Раньше по утрам здесь были голодные оранжевые безрукавки, которые подавали мне знаки. Под их знаками я подразумевал столпотворение, настрой особенного дня, потому что никак не хотел видеть суровый ремонт дороги в дождливое утро. Да и вообще из любой бытовой обыденности я старался сделать живые и насыщенные моменты. Правда, звучит это сейчас, как признание своей то ли безответственности, то ли наивности перед предупреждениями всех тех людей, которые так и остались для меня в том времени. И хорошо.

Вы можете говорить: «Распад процесса мышления».

Я родился в провинциальном городке. Там же и провел все свое детство. Мой город ничем не отличался от других городов такого же размера. Десяток школ, два десятка памятников, окрашенных в алюминиевый цвет, два парка и веселая безнадега. Эти памятники всегда придавали приземленности настроению в солнечный день и отлично подчеркивали серость дождливого неба. Я не помню, нравилось мне это или нет, но ощущения вспоминаются добрые. После этого я много где побывал. Места были красочными, но алюминиевыми памятниками в них даже не пахло и того ощущения они совсем не оставили.

Вы можете говорить: «Слуховые псевдогаллюцинации».

Заканчивался девяносто восьмой год. Он заканчивался примерно так же, как и девяносто седьмой. Если быть честным, в то время все одинаково начиналось и заканчивалось. Меня устраивало. Я помню, как часто думал о том, что бы я хотел поменять в своей повседневности, но, как показывала практика, ничего не приходило в голову. Я о многом не знал. Быть может, боялся понять или не хотел. Меня все устраивало.

Вы можете говорить: «Обсессивно-компульсивное расстройство».

В те года моей юности развивалась уличная иерархия. Она зависела совсем не от политиков, не от телевизора. Так тогда думал я. Сами родители ничего бы не смогли с ней сделать, даже если бы очень захотели спасти своих чад от грядущего недуга. Так и наш тихий городок захватила волна  хулиганства. Естественно, все мои друзья примкнули к близлежащим стаям, как пенопласт к мокрой коже. Все любят быть защищенными и уверенными в себе, и они  любили. Наступали друг другу на ноги, задевали на дискотеках плечом, ходили на разборки, получали по шее и кто-то даже умудрялся нарваться — и остаться правым. Все это было.  К сожалению, не все это беспощадное цунами обошло меня стороной, а лишь часть ее гребня с примыканием. И вроде бы все хорошо. Болтался я сам по себе, никого не трогая, но в один прекрасный день волна поглотила меня и унесла в свою темноводную глубь.

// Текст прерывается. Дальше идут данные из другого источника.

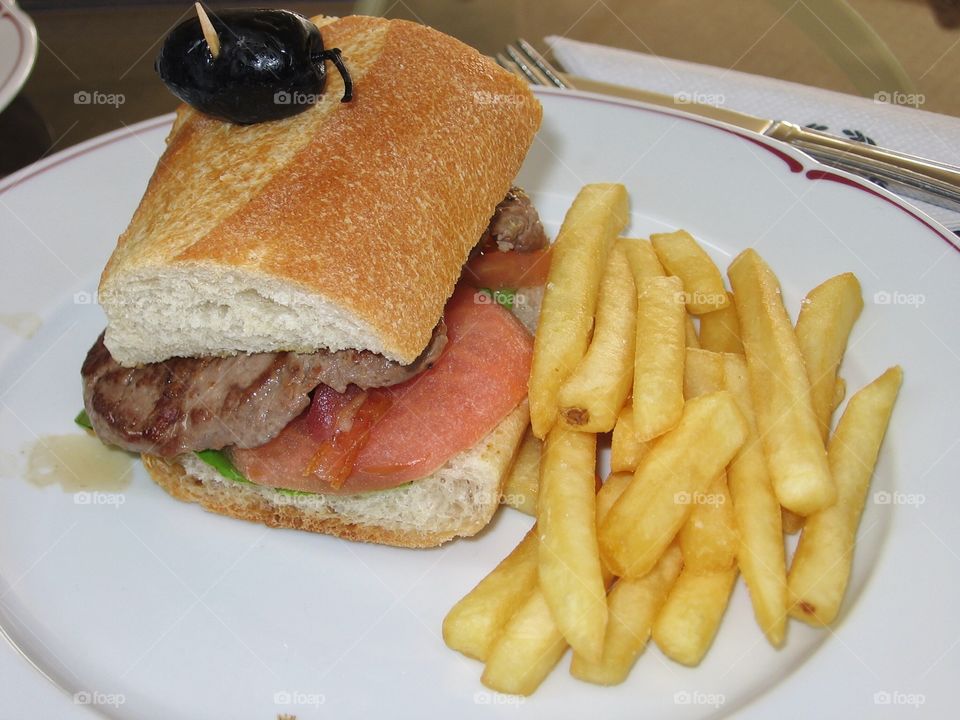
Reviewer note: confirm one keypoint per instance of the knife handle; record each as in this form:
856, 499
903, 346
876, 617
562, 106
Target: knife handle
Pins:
909, 175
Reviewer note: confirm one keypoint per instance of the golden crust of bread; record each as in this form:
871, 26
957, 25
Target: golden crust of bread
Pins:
372, 205
171, 476
367, 518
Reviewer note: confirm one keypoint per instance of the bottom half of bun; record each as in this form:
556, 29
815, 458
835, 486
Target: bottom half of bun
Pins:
458, 500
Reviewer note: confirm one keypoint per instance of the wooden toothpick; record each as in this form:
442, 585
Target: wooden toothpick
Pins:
209, 34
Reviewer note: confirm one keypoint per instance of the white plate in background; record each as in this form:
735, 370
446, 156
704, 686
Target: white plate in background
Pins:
18, 50
190, 615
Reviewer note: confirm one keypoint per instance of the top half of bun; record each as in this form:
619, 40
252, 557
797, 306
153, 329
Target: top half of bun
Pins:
344, 226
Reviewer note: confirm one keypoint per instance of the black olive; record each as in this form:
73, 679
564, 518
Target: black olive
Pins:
271, 65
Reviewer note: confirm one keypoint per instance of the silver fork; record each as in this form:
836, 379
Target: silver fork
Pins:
524, 60
914, 177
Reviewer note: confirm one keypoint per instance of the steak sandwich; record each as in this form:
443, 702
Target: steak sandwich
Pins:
289, 339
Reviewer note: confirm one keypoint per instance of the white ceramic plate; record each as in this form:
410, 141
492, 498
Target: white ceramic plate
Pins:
184, 614
18, 50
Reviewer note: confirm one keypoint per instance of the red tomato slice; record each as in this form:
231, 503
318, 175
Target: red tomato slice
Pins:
336, 455
480, 377
499, 270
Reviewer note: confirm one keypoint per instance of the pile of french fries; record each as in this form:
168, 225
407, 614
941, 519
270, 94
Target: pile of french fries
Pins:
720, 444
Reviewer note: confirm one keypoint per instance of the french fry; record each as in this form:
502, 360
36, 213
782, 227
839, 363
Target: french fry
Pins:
625, 449
688, 620
680, 464
570, 574
708, 538
821, 566
792, 444
531, 644
610, 492
660, 351
720, 330
791, 522
522, 485
633, 606
690, 334
758, 516
703, 373
839, 392
592, 396
642, 258
579, 255
702, 282
526, 651
826, 318
474, 623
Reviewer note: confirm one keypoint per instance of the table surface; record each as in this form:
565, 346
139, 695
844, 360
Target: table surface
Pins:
98, 47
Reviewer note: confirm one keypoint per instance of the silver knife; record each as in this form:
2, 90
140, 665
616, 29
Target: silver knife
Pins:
914, 177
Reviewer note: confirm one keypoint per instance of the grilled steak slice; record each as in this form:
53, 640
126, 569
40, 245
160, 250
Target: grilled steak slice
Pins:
515, 225
185, 404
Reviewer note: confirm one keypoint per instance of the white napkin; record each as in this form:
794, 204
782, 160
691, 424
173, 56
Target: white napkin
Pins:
890, 121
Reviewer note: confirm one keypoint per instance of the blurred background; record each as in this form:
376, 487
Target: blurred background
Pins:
87, 46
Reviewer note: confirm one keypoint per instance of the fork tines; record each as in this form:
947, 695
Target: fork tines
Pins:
524, 60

Тогда я впервые получил по носу от сверстников. Я сидел, прислонившись к фонарному столбу. От снега через штаны просачивался холод. Нога онемела. Я попытался ей пошевелить, понял, что это не перелом, и встал. Сделал несколько неуверенных шагов, снова наклонился к сугробу рядом с оставленным отпечатком. Снял варежку, а мокрая шерстяная ткань испаряла влагу от моей дрожащей руки. Я скатал снежный комок, приложил его к носу. Мой первый вкус крови смазан соплями.

Меня все устраивает.

Через несколько часов я расскажу о случившемся своим друзьям. Я не найду сочувствия. Я проглочу обиду, как проглотил только что мерзкий кровавый комок. Я пока еще не умею плевать обидчикам в лицо, сталкивая их в канаву.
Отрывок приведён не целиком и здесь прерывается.